COCs are the first line of therapy for women with PCOS. The choice of combination is important as some tablets contain progestins with greater androgenic effects (levonorgestrel and norgestrel) and should be avoided, while other combinations contain third-generation progestins with less androgenic effects (norgestimate, gestodene and desogestrel) [33]. One of the most important factors to consider when using COCs is the risk of vascular thromboembolism (venous and arterial). The risk of thromboembolism increases threefold in people taking COCs compared to people not taking them. These vascular events are much less common with newer COCs containing low doses of estrogens and in healthy nonsmoking women aged 35 years or younger. The incidence of venous thromboembolism is highest during the first year of use [45]. Based on WHO recommendations, absolute contraindications for the use of COCs are: pregnancy, history of thromboembolism, liver disease and smokers aged ≥35 years, while relative contraindications include breastfeeding, hypertension, migraine and existing neoplasms. In addition, certain conditions may be worsened by taking birth control, such as insulin resistance. COCs are contraindicated in patients with diabetes mellitus, those with bleeding disorders, and in patients with an increased risk of breast cancer [46]. Gonadotropin-releasing factor agonists These are GRF analogues that inhibit the cyclic release of LH/FSH by the ovaries and lead to induced cessation of ovulation by suppressing the production of both estrogen and androgen [47]. They are available in the form of nasal sprays, subcutaneous injections, intramuscular injections, and as subcutaneous implants. To date, there has not been much research on GRF due to its high cost and partly due to its menopausal effects (bleeding, osteoporosis and hot flashes). Breastfeeding, vaginal bleeding and pregnancy are contraindications for their use [48].

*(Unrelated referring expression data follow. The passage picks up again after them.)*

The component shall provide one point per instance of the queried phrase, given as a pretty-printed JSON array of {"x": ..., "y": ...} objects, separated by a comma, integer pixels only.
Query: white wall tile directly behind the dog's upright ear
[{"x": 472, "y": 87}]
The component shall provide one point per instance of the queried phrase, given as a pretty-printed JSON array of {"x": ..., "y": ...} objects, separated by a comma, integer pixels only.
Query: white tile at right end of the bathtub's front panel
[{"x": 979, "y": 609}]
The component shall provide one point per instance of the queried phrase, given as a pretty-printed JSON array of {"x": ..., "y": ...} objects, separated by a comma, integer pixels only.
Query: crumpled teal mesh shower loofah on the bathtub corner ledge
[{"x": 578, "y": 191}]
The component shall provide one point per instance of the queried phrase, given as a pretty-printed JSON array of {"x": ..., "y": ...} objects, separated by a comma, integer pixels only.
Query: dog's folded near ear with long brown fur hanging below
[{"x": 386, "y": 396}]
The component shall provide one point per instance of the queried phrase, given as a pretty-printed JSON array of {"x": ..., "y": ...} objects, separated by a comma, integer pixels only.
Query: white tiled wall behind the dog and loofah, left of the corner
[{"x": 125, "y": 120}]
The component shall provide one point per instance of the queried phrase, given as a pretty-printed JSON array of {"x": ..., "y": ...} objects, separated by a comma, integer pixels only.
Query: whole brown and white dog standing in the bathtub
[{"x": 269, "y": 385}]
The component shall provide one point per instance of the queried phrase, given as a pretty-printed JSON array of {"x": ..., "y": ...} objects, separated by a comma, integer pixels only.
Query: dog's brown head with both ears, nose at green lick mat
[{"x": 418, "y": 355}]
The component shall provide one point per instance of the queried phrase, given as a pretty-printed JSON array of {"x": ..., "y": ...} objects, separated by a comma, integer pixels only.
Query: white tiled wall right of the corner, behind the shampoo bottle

Drugs that increase insulin sensitivity

Insulin resistance reduces the uptake of insulin into cells and as a result, insulin levels increase. Insulin resistance plays an important role by increasing the ovarian and adrenal androgen pool and decreasing SHBG synthesis, leading to a state of hyperandrogenemia [49]. Metformin is used for acne in combination with PCOS, HAIR-AN syndrome, obesity or biochemical evidence of hyperinsulinemia, and, importantly, metformin does not cause hypoglycemia. Treatment begins with a dose of 500 mg, which is increased to 2,000 mg/day. There is no time limit for using metformin, but it should be discontinued after 6 months if there is no improvement. Most side effects are dose dependent and include nausea and vomiting, which can be limited by taking the drug after lunch and starting with a low dose of 250 mg [50].